Beim Kartenkauf fragten wir uns allerdings, wer da wohl sonst hingehen würde: Eine Karte kostete 350,- BWP (Botswana Pula) - 30,- €; für hiesige Verhältnisse sehr viel Geld. Als wir gestern Nachmittag im hiesigen Kongresszentrum ankamen, bekamen wir die Antwort: Die Anzahl von Indern und Muslimen (oder indischen Muslimen?) im Publikum war riesig - eigentlich stellten sie das Publikum und viele schienen sich auch untereinander zu kennen. Das war ja mal spannend! Normalerweise sieht man hier kaum Inder und/oder Muslime. Wir fingen dann mal an, Riaad Moosa zu googeln - das hatten wir vor dem Kartenkauf tatsächlich nicht getan. So ist das, wenn man ausgehungert nach Kultur ist ... Es stellte sich heraus, dass Riaad Moosa in Indien geboren worden war und zu seinen Themen auch Islamfeindlichkeit, Rassismus etc. gehörten. Das war ja spannend!
In dem sehr großzügig bestuhlten und ziemlich runtergekühlten Kongresszentrum war freie Platzwahl. Auf jedem Platz lag ein KitKat, eine kleine Flasche Wasser sowie Werbeflyer der Sponsoren, dafür gab es keine Pause. Als erstes stellte sich ein Gaboroner Comedian dem Publikum, er nannte sich "Phenyo the Master". Nachdem er auf englisch gar nicht ankam, wechselte er zu Setswana, worauf immerhin mehr Leute lachten. Nach seinen englischen Witzen hatten wir allerdings nicht das Gefühl, was zu verpassen, und er war dann auch recht schnell und eigentlich kommentarlos wieder weg. Der zweite Comedian kam aus Südafrika, kokettierte mit seinem Twen- und Single-Dasein, übte Warm-Upper-mäßig die Appläuse mit uns (wir lernten, dass ein muslimisches Publikum wohl weder besonders gerne klatscht noch lacht - der Künstler, der das verkündete, war ebenfalls Muslim und musste es eigentlich wissen) und kündigte schließlich seinen Kollegen Riaad Moosa an.

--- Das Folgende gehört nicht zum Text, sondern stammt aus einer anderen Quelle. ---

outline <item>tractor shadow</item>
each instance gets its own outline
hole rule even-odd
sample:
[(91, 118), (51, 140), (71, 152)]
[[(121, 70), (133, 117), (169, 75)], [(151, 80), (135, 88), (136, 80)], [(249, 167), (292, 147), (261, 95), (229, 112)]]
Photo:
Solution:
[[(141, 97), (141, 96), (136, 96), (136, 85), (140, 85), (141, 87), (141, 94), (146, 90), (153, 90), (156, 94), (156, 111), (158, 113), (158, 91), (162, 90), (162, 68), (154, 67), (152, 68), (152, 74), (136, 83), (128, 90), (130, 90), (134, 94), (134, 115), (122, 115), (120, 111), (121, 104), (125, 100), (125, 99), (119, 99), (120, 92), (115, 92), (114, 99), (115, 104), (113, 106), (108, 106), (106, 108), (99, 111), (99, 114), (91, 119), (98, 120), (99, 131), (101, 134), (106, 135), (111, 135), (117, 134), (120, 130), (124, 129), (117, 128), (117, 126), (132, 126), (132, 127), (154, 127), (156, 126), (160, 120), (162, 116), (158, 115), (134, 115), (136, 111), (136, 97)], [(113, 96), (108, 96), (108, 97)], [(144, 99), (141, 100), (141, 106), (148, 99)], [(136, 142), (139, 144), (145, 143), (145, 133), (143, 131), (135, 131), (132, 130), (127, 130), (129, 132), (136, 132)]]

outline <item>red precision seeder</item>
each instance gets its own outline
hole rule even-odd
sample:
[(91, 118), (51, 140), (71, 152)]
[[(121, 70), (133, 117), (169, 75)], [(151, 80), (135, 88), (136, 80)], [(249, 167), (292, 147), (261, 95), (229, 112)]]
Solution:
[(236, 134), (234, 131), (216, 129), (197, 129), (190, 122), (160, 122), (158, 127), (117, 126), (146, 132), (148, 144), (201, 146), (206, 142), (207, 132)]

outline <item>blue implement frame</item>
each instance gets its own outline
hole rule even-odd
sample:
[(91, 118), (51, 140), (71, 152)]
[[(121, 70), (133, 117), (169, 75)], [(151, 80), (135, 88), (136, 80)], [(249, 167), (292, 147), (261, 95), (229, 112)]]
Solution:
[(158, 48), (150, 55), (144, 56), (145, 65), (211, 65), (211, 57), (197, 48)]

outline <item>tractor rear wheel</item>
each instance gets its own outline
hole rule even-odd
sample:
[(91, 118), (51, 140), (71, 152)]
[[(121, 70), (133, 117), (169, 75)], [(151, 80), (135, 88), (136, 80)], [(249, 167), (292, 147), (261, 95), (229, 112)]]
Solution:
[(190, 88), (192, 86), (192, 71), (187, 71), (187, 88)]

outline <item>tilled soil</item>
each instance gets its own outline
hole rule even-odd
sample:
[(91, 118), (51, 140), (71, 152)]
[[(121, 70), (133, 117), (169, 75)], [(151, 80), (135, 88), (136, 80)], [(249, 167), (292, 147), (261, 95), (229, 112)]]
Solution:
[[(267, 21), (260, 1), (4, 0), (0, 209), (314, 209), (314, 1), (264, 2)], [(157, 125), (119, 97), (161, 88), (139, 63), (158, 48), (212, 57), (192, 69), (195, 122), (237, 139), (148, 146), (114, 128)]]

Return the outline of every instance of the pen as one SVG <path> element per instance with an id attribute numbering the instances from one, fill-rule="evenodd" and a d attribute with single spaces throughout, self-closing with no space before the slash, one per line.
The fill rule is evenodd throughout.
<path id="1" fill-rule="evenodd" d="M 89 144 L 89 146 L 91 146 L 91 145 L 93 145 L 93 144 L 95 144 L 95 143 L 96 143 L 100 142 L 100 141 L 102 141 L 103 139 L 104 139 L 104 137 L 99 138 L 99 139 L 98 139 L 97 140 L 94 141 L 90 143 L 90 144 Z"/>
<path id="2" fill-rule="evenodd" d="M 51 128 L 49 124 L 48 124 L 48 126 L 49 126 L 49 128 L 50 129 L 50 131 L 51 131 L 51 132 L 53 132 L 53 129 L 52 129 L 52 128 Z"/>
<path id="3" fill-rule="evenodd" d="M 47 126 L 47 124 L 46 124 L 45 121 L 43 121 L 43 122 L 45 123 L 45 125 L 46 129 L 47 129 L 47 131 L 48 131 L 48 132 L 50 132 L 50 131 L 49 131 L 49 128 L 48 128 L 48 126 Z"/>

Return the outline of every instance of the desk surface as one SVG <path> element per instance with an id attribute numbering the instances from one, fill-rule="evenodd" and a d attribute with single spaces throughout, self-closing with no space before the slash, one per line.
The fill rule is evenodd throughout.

Der war auf jeden Fall der lustigste von den dreien - erfreulicherweise, er trat ja dann auch fast eineinhalb Stunden auf ... wie schon sein Vorgänger machte er übrigens auch ein, zwei Hitler-Witze. Die scheinen in diesem Teil der Erde immer noch in Mode zu sein. Medizinische Themen riss er eigentlich nicht an, sondern erklärte freimütig, dass von sechs Jahren Medizinstudium nicht so besonders viel hängen geblieben sei - sollte es im Saal zu einer Situation kommen, in der ein Arzt gebraucht werden würde, könnte er den Patienten allenfalls bespaßen, während dieser wegdämmerte ...
Dann erzählte er tatsächlich vor allem aus seinem Leben als Muslim, und das war schon stellenweise lustig. Wie seine Sitznachbarin im Flugzeug aufschreckt, weil er eine Mahlzeit bestellt hat, die halal ist und er zu ihr sagt: "Hallo? Ich bin noch viel aufgeregter als Sie - das ist meine letzte Mahlzeit!" Außerdem übte er sich in Trump-Parodien und erzählte einiges von seinen zwei Kindern. Ein größerer Kontext ließ sich nicht finden, aber wir fühlten uns insgesamt ganz gut unterhalten - vielleicht nicht so gut wie der Rest des Publikums, der aus Fans zu bestehen schien, aber es war okay. Und am Ende ging Riaad Moosa dann einfach - ohne Applaus, ohne Zugabe, ohne irgendwas - und eine Frau trat auf die Bühne und dankte den Sponsoren der Show - einer erstaunlichen Anzahl. Warum waren die Karten denn dann eigentlich so teuer? Statt Merchandising und Autogrammen gab es im Foyer einen Fotobooth, auf den Philip und ich aber verzichteten. Ich klaute dafür zwei Kitkats von den leeren Stühlen und dann fuhren wir nach Hause. Tja, das war also unser erster Eindruck von Comedy im südlichen Afrika. Wie sagte Philip? Speziell wir sind von Deutschland aus halt ziemlich verwöhnt.